Whether you’re an aspiring data scientist or a seasoned professional, these are 19 books that will help you improve your skills in machine learning, data analysis, visualization, statistics, and more. I’ve read and can highly recommend them all.
I’ve split this data science reading list into a few categories, but some may naturally belong in several groups (R for Data Science, for example, is great for learning both data visualization and analysis.) And just so you know, I may collect a commission from Amazon for any books you purchase using these links.
Machine Learning (Theoretical)
A good first book on machine learning. Shows how most popular machine learning algorithms work, and also teaches a proper workflow for training and evaluating models (e.g. train/test splits, cross validtion, picking a loss function.) Allows a reader to get an intuitive grasp of what is going on inside the “black box”, but is a little too far on qualitative side if one hopes to gain a full understanding. For a deeper dive, see the advanced version Elements of Statistical Learning.
Get it on Amazon for $21.72
2. Elements of Statistical Learning — James, Tibshirani, and Hastie [HIGHLY RECOMMEND] - $30.60
Similar to Introduction to Statistical Learning, but much more mathematically dense. This is my favorite reference book for machine learning theory. Topics include generalized linear models, additive models, bagging, boosting, tree-fitting algorithms, random forests, gradient boosting, and much more. It’s worth reading several times.
Get it on Amazon for $30.60
Another machine learning book that focuses on theory. It won’t show you how to train your own models, but it will help to understand why models work and what guarantees we’re able to make about learning and generalization. Less focused on specific ML algorithms, and more focused on the properties of learning and generalization.
Get it on Amazon for $45.00
4. Deep Learning – Goodfellow, Bengio and Courville [HIGHLY RECOMMEND] - $25.01
A balance of intuition, applicability, and theory that this field has been lacking. Begins with the nuts and bolts of feedforward networks, and then goes into depth about the state of the art in model regularization, optimization, and various model classes and architectures. Filled with useful tips and tricks for implementing models. This is the best book out there right now for learning how deep learning works.
Get it on Amazon for $25.01
Machine Learning (Practical / Applied)
5. Deep Learning with Python – Francois Chollet - $24.48
A handy reference for Keras.

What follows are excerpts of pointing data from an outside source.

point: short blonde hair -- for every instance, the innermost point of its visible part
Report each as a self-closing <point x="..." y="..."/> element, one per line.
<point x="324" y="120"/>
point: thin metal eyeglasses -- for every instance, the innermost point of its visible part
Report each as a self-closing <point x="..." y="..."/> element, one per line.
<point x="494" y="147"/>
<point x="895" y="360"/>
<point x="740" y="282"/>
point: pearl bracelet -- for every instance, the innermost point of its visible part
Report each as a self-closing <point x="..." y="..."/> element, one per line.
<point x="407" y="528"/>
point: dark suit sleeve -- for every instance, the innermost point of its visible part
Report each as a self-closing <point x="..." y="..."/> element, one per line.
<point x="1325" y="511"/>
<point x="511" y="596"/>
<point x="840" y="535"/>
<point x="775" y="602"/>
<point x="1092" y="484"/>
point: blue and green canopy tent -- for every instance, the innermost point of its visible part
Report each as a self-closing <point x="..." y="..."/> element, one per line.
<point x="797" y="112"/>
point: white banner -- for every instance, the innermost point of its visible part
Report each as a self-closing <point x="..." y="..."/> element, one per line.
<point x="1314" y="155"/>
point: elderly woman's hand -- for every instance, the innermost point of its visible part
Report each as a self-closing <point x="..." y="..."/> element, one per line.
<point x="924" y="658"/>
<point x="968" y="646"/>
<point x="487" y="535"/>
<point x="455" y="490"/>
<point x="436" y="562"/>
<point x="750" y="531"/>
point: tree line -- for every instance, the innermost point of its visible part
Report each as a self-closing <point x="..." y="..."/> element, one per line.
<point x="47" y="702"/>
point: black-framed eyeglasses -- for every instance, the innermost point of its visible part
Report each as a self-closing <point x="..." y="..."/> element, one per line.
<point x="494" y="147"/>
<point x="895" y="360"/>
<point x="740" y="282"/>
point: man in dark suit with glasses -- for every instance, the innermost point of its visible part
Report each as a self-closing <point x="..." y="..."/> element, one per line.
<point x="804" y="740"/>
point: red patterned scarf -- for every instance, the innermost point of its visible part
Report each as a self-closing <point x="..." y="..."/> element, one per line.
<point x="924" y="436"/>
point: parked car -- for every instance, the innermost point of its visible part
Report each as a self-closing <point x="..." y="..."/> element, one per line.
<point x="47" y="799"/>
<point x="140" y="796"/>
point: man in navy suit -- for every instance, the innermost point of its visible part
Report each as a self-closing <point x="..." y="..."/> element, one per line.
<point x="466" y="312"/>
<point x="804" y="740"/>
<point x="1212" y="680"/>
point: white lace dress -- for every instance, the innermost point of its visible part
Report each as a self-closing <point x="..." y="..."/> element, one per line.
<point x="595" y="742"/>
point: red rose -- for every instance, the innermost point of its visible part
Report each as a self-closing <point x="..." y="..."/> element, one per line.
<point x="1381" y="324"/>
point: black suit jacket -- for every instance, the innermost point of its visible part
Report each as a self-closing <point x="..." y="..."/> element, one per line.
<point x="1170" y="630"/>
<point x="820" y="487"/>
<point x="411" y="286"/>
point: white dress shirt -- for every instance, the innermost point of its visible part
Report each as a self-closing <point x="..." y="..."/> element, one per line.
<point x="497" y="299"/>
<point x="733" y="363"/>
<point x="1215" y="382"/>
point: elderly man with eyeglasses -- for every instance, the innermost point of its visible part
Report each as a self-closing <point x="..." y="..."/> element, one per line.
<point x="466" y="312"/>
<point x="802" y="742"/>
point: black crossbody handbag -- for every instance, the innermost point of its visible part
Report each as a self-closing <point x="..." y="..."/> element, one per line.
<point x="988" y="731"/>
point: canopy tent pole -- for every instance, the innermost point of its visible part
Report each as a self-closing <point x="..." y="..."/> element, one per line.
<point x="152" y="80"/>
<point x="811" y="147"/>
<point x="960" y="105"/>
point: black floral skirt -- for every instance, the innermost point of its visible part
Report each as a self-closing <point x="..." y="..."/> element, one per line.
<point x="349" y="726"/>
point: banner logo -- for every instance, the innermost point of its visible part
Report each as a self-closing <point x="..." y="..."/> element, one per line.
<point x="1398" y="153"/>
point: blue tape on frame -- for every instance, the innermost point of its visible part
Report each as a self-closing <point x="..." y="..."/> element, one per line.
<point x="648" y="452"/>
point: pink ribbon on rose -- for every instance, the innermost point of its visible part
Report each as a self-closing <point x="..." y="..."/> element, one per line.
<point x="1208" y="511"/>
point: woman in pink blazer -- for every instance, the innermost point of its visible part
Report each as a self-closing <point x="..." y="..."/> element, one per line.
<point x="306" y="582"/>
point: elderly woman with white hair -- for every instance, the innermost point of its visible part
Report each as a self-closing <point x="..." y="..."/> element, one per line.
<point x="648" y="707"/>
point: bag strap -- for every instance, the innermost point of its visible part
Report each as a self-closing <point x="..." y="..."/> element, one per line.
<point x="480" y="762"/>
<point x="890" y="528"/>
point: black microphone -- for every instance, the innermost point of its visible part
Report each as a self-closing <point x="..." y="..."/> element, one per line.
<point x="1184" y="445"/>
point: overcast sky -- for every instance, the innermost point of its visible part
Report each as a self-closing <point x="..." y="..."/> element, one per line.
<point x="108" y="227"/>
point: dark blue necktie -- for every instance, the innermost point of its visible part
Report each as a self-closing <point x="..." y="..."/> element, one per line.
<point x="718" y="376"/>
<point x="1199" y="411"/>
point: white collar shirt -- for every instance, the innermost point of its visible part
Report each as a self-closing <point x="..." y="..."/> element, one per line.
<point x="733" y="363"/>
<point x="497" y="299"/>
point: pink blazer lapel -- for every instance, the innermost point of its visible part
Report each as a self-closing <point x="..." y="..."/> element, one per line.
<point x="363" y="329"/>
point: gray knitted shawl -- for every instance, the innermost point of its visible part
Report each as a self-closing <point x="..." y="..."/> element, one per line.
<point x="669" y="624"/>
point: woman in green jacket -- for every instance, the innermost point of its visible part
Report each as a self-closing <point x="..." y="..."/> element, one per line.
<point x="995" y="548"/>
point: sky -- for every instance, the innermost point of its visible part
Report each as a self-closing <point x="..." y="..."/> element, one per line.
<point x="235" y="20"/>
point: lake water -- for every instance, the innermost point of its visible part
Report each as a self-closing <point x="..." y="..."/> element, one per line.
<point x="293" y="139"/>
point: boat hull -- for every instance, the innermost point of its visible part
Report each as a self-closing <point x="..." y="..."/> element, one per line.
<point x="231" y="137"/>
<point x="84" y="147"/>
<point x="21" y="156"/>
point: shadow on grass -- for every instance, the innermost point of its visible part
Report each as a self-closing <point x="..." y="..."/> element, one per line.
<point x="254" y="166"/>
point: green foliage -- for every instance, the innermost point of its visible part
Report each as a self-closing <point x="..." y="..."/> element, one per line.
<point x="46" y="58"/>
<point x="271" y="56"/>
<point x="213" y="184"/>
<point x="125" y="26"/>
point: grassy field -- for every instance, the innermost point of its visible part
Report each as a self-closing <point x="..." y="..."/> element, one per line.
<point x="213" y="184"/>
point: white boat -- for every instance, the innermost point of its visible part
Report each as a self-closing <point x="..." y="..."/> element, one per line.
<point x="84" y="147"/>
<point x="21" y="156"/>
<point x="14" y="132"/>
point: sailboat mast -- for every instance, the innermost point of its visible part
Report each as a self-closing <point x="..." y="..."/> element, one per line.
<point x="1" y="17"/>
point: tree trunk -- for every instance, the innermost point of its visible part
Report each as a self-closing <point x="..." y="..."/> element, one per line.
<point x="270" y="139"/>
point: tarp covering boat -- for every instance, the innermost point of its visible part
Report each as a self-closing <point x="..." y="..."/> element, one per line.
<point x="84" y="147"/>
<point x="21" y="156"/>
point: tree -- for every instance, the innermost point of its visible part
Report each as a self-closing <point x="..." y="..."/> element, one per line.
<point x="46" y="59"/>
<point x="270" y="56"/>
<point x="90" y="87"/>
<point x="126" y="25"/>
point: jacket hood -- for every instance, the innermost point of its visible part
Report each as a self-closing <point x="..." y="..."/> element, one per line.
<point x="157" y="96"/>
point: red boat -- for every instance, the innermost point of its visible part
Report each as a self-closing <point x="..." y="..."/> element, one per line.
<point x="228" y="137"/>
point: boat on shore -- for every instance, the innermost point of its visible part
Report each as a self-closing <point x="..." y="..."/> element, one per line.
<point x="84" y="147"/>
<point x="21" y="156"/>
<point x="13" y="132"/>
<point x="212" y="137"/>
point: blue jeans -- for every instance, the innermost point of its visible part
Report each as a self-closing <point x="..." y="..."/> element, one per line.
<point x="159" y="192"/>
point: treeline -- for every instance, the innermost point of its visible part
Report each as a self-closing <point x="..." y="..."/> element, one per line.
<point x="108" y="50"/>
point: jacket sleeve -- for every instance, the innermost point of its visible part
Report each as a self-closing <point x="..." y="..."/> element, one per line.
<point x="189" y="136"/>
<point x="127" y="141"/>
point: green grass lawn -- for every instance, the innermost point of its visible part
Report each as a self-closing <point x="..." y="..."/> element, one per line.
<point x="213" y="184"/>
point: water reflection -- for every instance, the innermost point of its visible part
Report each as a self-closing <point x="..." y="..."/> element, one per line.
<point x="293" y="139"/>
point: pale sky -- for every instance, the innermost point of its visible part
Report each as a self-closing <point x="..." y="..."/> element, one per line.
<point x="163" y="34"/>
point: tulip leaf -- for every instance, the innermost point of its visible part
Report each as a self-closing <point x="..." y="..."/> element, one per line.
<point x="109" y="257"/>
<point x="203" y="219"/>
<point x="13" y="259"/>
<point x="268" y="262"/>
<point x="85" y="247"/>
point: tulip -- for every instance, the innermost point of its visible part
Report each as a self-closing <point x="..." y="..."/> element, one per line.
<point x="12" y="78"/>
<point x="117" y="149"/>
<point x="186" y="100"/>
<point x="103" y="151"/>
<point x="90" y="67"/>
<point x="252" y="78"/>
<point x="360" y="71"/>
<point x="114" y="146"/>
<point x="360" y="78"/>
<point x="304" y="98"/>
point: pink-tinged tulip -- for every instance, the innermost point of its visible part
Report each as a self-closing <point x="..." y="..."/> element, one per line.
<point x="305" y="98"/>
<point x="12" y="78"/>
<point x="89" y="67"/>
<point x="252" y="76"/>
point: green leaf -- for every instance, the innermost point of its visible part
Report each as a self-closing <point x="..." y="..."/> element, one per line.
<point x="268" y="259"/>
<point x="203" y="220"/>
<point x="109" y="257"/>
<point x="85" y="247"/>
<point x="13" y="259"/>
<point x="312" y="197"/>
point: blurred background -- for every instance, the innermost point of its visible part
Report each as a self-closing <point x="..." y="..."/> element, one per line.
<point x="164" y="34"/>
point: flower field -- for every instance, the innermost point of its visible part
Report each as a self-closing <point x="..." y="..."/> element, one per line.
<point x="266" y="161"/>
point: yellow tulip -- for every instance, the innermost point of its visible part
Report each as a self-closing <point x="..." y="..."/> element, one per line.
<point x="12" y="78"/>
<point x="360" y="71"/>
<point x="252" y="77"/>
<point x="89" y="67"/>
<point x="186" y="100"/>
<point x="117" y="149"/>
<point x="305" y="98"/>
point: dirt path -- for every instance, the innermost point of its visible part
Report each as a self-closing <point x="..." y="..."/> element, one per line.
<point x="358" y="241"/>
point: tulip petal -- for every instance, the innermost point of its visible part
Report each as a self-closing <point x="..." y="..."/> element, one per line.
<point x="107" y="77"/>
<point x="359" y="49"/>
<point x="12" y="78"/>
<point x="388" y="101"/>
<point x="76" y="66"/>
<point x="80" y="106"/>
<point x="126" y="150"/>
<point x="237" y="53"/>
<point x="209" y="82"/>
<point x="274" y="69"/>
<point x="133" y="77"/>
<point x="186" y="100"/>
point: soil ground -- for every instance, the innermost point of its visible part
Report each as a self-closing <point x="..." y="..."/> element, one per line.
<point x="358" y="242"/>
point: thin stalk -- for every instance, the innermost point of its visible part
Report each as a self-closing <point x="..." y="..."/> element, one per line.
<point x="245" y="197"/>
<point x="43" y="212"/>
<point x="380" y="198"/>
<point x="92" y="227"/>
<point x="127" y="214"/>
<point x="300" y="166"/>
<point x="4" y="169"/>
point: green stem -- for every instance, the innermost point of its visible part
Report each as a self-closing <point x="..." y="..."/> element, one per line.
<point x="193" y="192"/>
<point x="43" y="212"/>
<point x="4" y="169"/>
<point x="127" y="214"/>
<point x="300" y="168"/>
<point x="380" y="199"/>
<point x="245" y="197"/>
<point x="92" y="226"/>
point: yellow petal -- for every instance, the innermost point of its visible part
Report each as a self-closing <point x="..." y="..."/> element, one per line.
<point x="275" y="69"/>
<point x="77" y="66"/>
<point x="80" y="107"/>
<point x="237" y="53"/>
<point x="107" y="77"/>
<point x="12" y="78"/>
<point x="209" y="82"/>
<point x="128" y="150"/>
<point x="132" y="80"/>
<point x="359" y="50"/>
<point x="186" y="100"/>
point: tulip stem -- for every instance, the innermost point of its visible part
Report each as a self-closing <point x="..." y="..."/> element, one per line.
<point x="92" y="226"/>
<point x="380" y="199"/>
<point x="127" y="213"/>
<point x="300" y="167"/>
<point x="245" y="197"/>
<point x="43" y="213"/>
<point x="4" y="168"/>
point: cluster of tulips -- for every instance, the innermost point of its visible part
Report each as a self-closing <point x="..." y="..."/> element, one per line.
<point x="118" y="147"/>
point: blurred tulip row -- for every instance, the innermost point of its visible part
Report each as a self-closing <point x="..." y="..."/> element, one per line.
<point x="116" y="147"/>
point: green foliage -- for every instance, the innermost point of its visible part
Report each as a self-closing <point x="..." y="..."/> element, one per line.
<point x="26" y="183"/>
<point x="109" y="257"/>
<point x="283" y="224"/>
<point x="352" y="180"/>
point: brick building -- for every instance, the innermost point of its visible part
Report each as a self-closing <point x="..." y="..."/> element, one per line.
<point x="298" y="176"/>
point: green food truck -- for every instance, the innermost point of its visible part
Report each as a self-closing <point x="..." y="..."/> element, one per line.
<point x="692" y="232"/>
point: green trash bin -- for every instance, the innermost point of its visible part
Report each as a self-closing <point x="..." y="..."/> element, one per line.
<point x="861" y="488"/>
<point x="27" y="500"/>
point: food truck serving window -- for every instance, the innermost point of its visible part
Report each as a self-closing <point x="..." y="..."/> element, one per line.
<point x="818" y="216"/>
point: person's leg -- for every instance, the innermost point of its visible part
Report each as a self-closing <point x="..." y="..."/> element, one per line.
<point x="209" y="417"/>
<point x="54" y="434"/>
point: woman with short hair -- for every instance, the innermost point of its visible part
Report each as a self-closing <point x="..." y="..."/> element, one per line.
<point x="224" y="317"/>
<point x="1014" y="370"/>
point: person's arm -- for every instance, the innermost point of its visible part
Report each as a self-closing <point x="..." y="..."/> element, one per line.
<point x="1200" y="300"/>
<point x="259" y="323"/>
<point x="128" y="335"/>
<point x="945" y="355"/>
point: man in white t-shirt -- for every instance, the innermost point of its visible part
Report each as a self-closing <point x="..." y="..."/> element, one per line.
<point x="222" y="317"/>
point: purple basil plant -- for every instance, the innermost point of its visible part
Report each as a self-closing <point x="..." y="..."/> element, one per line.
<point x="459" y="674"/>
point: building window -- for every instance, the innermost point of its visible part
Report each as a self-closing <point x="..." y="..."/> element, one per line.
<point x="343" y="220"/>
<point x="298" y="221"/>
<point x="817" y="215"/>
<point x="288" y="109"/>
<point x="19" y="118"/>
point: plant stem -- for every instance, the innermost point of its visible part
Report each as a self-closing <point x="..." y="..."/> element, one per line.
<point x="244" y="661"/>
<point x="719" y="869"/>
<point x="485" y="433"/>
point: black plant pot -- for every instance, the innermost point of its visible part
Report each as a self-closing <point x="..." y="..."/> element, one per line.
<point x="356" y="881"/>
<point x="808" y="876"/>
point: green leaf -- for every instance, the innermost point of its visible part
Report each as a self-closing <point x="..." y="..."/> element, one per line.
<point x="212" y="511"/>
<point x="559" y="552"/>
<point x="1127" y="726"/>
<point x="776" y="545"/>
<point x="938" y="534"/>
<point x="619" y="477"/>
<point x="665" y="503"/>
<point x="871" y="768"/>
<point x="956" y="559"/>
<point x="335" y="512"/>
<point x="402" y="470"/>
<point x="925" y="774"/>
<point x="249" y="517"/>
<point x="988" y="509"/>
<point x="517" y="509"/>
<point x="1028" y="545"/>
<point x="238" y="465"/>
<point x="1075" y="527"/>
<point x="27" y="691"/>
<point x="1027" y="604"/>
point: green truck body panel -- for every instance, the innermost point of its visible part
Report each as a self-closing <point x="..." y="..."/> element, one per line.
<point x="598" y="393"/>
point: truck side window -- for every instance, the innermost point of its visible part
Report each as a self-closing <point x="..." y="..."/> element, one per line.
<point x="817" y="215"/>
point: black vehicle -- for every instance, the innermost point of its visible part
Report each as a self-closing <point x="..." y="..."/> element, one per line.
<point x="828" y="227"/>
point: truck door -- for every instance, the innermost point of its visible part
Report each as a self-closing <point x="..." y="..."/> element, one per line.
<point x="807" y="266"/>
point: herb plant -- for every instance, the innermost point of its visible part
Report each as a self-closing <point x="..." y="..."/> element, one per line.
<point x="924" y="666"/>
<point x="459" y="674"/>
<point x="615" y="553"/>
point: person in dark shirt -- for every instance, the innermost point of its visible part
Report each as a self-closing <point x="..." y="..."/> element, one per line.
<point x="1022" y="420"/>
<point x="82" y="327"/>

This book is helpful for bridging the gap between beginner deep learning tutorials and more advanced / state-of-the-art methods. It’s not the best for learning theory, but will help you to implement what you read in papers.
Get it on Amazon for $24.48
Working with Data (Python an R Programming)
6. R for Data Science – Wickham and Grolemund [HIGHLY RECOMMEND] - $18.17
An absurdly useful book for learning how to manipulate data with R and the Tidyverse (dplyr, ggplot, forcats, etc.) I read this once when I was first learning R and again after a few years of experience and learned new things each time. This book will make anyone better at data analysis, visualization, manipulation, and cleaning.
Get it on Amazon for $18.17
7. Advanced R – Hadley Wickham - $53.73
This book will teach you how the R language works on a much lower, more technical level. It’s a useful book for helping advanced users write more performant code. It’s also useful for people learning R whose background is primarily in other languages, as it will help to draw parallels between R and other languages.
Get it on Amazon for $53.73
This book focuses on baseball data specifically, but is filled with data analysis and visualistion examples in R. It’s filled with real-world examples of munging data to answer questions and understand rich data sets (in this case, baseball data).
Get it on Amazon for $49.66
9. Python for Data Analysis – Wes McKinney - $23.09
This is a great book for learning the ins and outs of Pandas. It will teach you to clean, aggregate, transform, and visualize data in Python using Pandas dataframes. It’s Python’s closest equivalent to R for Data Science.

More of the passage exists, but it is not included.